Le gouvernement britannique a officialisé son projet d’interdire l’accès aux réseaux sociaux aux mineurs de moins de 16 ans, une mesure précédemment annoncée par le Premier ministre Keir Starmer. Selon des informations récentes, l’exécutif prévoit d’accompagner cette interdiction d’une obligation de présenter une pièce d’identité ou de se soumettre à un scan facial avant de pouvoir créer un compte. Cette disposition s’inscrit dans le cadre plus large de la législation sur la sécurité en ligne, visant à protéger les adolescents des dangers potentiels du numérique.

Des réactions partagées parmi les adolescents

Interrogés sur cette perspective, des adolescents britanniques expriment des avis divergents. Certains estiment que ces mesures pourraient limiter les risques de harcèlement en ligne, d’exposition à des contenus inappropriés ou de cyberdépendance. Un jeune londonien de 15 ans confie : « Je pense que c’est une bonne chose, car cela pourrait réduire le nombre de faux comptes et de gens malintentionnés. » D’autres, en revanche, dénoncent une atteinte à leur liberté et à leur vie privée. Une adolescente de 14 ans originaire de Manchester rétorque : « C’est intrusif. Je ne vois pas pourquoi on devrait donner notre visage ou nos papiers pour discuter avec des amis. »

Un cadre légal en préparation

Le gouvernement britannique, sous la direction de Keir Starmer, a déjà dévoilé plusieurs pistes pour encadrer l’utilisation des réseaux sociaux par les mineurs. La période du printemps 2027 est évoquée comme horizon pour l’entrée en vigueur de ces mesures. L’obligation de vérification d’identité numérique, via une pièce officielle ou une reconnaissance faciale, constituerait un pilier de cette réglementation. Les plateformes concernées devraient mettre en place ces contrôles sous peine de sanctions financières.

Un débat qui dépasse les frontières

Cette initiative britannique s’inscrit dans un mouvement plus large de régulation des réseaux sociaux en Europe et ailleurs. Plusieurs pays, dont la France et l’Australie, ont déjà adopté ou annoncé des mesures similaires pour protéger les mineurs. Au Royaume-Uni, le débat fait rage entre partisans d’une protection renforcée et défenseurs des libertés numériques. Les associations de défense des droits des enfants saluent l’effort de sécurisation, tandis que des organisations de défense des libertés civiles mettent en garde contre les risques de surveillance de masse.

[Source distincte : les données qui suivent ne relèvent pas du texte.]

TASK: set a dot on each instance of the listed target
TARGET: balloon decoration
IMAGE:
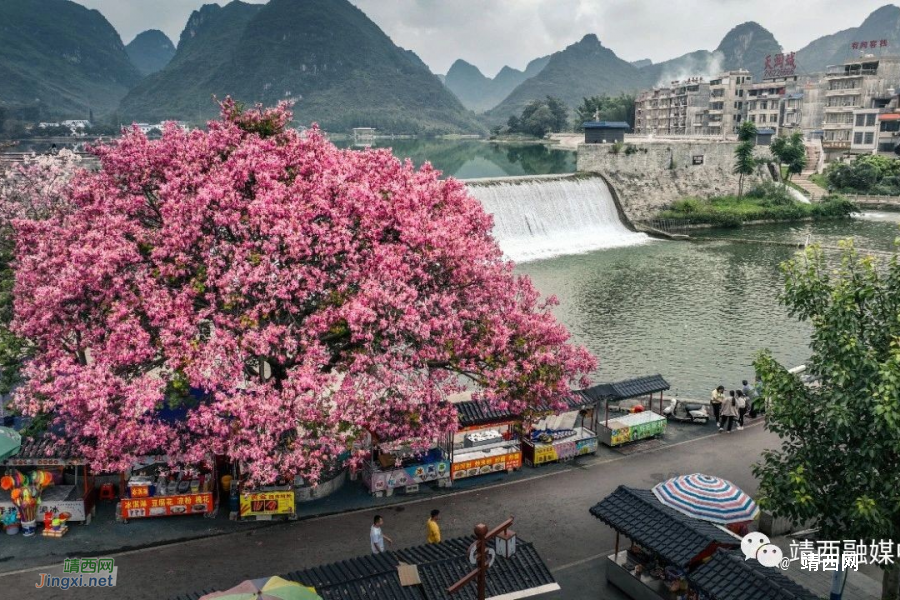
(25, 491)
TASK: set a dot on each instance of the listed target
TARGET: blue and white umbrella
(707, 498)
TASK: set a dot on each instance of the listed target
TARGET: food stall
(629, 413)
(72, 493)
(486, 441)
(394, 466)
(562, 436)
(151, 489)
(665, 545)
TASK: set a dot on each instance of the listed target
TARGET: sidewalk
(105, 536)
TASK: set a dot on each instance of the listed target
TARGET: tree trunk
(890, 583)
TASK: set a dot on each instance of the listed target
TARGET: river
(697, 313)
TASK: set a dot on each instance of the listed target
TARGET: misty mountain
(883, 24)
(62, 56)
(480, 93)
(150, 51)
(586, 68)
(338, 66)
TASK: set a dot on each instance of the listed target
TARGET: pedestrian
(718, 397)
(434, 530)
(742, 408)
(729, 412)
(376, 537)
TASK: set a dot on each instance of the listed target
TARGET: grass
(731, 211)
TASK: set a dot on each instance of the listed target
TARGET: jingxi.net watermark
(81, 572)
(839, 555)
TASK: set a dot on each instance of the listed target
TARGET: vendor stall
(563, 436)
(72, 494)
(397, 466)
(629, 413)
(665, 545)
(151, 489)
(487, 441)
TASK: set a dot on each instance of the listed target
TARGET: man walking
(718, 397)
(376, 537)
(434, 530)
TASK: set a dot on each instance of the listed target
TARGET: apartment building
(727, 102)
(850, 92)
(673, 110)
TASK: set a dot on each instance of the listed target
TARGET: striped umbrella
(707, 498)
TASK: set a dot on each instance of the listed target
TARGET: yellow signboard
(267, 503)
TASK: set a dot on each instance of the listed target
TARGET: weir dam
(546, 216)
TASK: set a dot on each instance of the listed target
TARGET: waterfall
(535, 219)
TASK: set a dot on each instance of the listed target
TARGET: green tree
(605, 108)
(789, 151)
(840, 439)
(744, 163)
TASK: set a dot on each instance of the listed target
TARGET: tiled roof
(630, 388)
(678, 538)
(374, 577)
(479, 412)
(727, 576)
(606, 125)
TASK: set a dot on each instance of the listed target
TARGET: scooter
(691, 412)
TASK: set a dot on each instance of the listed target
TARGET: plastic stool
(107, 491)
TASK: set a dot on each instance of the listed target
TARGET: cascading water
(535, 219)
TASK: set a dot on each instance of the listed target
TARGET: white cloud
(493, 33)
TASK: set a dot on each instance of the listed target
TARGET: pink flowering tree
(34, 189)
(314, 295)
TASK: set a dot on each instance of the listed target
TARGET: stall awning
(629, 388)
(679, 539)
(727, 576)
(479, 412)
(439, 565)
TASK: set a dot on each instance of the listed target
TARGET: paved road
(551, 511)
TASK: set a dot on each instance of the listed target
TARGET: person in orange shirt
(434, 530)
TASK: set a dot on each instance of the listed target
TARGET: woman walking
(729, 412)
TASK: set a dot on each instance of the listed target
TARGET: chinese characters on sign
(865, 44)
(780, 65)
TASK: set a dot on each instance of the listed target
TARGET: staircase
(802, 181)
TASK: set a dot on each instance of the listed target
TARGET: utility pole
(478, 554)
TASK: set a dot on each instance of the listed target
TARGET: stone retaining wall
(661, 172)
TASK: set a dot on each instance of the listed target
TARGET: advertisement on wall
(404, 476)
(482, 466)
(166, 506)
(267, 503)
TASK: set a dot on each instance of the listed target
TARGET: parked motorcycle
(691, 412)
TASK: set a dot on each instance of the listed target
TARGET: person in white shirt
(376, 537)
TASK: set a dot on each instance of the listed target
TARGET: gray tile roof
(374, 577)
(677, 538)
(629, 388)
(727, 576)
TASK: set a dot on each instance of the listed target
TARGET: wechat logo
(757, 545)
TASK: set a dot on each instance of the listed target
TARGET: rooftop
(727, 576)
(677, 538)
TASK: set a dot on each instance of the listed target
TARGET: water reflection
(472, 159)
(695, 312)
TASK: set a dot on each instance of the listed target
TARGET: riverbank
(731, 211)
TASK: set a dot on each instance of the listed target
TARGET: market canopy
(727, 576)
(629, 388)
(677, 538)
(708, 498)
(10, 442)
(523, 575)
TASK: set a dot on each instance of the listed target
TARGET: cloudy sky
(493, 33)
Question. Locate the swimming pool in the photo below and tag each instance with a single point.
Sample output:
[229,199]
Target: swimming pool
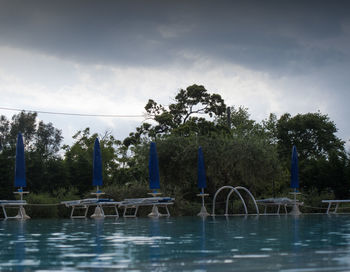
[253,243]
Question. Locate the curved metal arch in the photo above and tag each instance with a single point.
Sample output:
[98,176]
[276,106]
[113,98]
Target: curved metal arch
[217,192]
[240,196]
[251,196]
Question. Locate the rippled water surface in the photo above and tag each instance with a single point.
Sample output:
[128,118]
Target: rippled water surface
[265,243]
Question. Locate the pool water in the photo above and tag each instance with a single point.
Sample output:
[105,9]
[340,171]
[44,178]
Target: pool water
[254,243]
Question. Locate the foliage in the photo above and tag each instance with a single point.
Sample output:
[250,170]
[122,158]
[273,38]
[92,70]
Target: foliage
[237,151]
[182,116]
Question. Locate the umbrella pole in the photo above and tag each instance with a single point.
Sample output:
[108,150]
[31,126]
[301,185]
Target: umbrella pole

Un impact sur l’éducation et la vie sociale

Au-delà de la sécurité, les adolescents interrogés s’interrogent sur les conséquences pratiques de ces mesures. Un lycéen de Birmingham souligne : « Les réseaux sociaux, c’est aussi un moyen de s’informer, de suivre l’actualité, de participer à des causes. Si on nous en coupe l’accès, on risque d’être exclus de discussions importantes. » D’autres évoquent la crainte d’une fracture numérique entre ceux qui pourront contourner ces restrictions et les autres.

Un processus encore en évolution

Pour l’heure, le gouvernement britannique n’a pas encore précisé tous les détails techniques de la mesure. Les consultations avec les plateformes, les experts en cybersécurité et les associations de protection de l’enfance se poursuivent. Les annonces officielles devraient intervenir dans les mois à venir, alors que le texte final sera soumis au Parlement.